Tuesday, October 8, 2013

First Thursday

First Thursday response
Inoperable
The first piece to stand out to me was the installation by Jessie Blackmen in the “Method” exhibit.  This was a scab-like infection that took over a whole corner and spread out onto the walls and into the surface it was on, appearing to be eating it away at the platform behind it. At first I was unsure of its meaning but with the description came the great idea being infectious to anything one touches. This was a static installation, all plaster and paint, yet it looked as if it were growing, pulsing with life and taking over the room. I loved Blackmen’s idea that anyone an artist touches is infected, and grows with their influence. A culture of bacteria or a hive of bees is not more natural than the building of cities by man.
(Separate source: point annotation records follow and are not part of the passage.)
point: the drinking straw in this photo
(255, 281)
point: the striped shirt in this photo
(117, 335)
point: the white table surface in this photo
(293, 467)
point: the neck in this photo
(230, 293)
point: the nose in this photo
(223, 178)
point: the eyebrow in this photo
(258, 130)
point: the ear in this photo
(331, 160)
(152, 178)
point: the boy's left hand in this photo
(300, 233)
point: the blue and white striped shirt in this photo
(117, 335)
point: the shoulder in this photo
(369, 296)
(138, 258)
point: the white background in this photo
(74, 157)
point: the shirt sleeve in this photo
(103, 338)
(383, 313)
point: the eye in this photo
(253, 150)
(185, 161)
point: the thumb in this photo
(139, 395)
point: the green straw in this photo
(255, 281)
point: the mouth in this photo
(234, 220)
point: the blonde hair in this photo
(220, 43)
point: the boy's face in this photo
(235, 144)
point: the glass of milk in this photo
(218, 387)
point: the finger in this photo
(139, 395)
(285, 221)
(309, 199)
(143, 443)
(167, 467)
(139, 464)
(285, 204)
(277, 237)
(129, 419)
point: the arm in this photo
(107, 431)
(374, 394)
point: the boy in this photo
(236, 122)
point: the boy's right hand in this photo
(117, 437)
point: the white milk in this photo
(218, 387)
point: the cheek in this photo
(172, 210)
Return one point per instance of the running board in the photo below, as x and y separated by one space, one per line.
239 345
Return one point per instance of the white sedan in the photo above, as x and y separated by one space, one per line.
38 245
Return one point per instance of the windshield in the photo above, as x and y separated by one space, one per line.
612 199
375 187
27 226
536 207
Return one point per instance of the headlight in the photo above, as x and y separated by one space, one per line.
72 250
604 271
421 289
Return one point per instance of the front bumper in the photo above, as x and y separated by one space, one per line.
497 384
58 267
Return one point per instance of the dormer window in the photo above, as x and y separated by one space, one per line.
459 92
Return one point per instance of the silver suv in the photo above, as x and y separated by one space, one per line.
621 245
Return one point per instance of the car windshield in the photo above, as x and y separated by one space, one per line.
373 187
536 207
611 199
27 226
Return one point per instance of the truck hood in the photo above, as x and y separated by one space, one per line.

We have the innate response to build a home a living area to make our own and it is the growing ebb and flow of this building that defines us as an organism (aside from other characteristics of life, energy, reproduction, etc) .  The affect that artists have on objects, to infect and take them over with our influence, is yet another form of humans as a life form making something in the world into a domain for our existence, and in the case of an installation like this, a dwelling place for our minds.

ReGrade

This series of works by Molly Magal were all painted on a surface with a brick-like texture. They were perception of cityscapes that all seemed to have some distorted qualities. Along some of the roads or girders of the metropolitan scenes were strips of illegible newsprint or navigation maps. The haphazard feel to the pieces and the feeling of dilapidated structures reminded me so clearly of my perception of the city of Seattle. Burned to the ground, then built on top of. Paved, re-paved, broken down, built upon and repaved again, the surfaces of this city are layers upon layers of history and human compilation. Walking up a set of stairs along a building wall I noticed a few inches of some sort of window frame poking out from in between the brick wall and the stairs. Obviously the builders would not have made a window there if they knew a stairway would then block it, thus it revealed to me the nature of rebuilding and re-plastering on top of old decapitated infrastructures, building and growing upon its self just like shrubs and bushes and small saplings sprout and grow from the monolithic corpse of a fallen old growth tree. After a while there are so many vertical lines and contorted frames that the once level entities that block the horizon are no longer a rigid and square barrier for the eye, but a forest of over lapping and crossing skeletons of a living, breathing city, just as they are depicted in Magal’s Regrade series.